As stated in the previous post, “Tombstone” and “gravestone” are words that are used interchangeably to describe all grave markers, no matter what they are made of. And, in fact, gravestones or rather grave markers are made of many kinds of materials, including zinc.
Zinc markers, often referred to as “Zincies” by cemetery aficionados, were produced and sold by the Monumental Bronze Company of Bridgeport, Connecticut. Though the company billed the markers as “white bronze” they were cast zinc. The markers are distinguishable by their bluish-gray tint. Many of the designs mimicked designs that were commonly found carved from stone.

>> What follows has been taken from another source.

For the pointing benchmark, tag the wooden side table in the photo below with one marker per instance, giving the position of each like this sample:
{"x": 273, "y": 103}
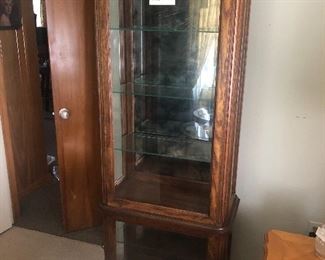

The company set up their first subsidiary in Detroit, Michigan. Others followed in Philadelphia, New Orleans, St. Thomas, Ontario, Des Moines, and Chicago. Enterprising salesmen carried a catalog door-to-door with them to show customers the many styles and price ranges of the product line. In many cemeteries you can find evidence of highly successful salesmen who sold a large number of the markers. The zinc markers were produced beginning in the 1870s until the company closed shop in 1912.
These grave markers came in a wide assortment of sizes and shapes and were somewhat like grave marker erector sets. The more elaborate markers had a shell of sorts and then various panels could be bolted on according to the tastes of the family ordering the grave marker. In this way, each marker could be “customized” to the tastes of the individual.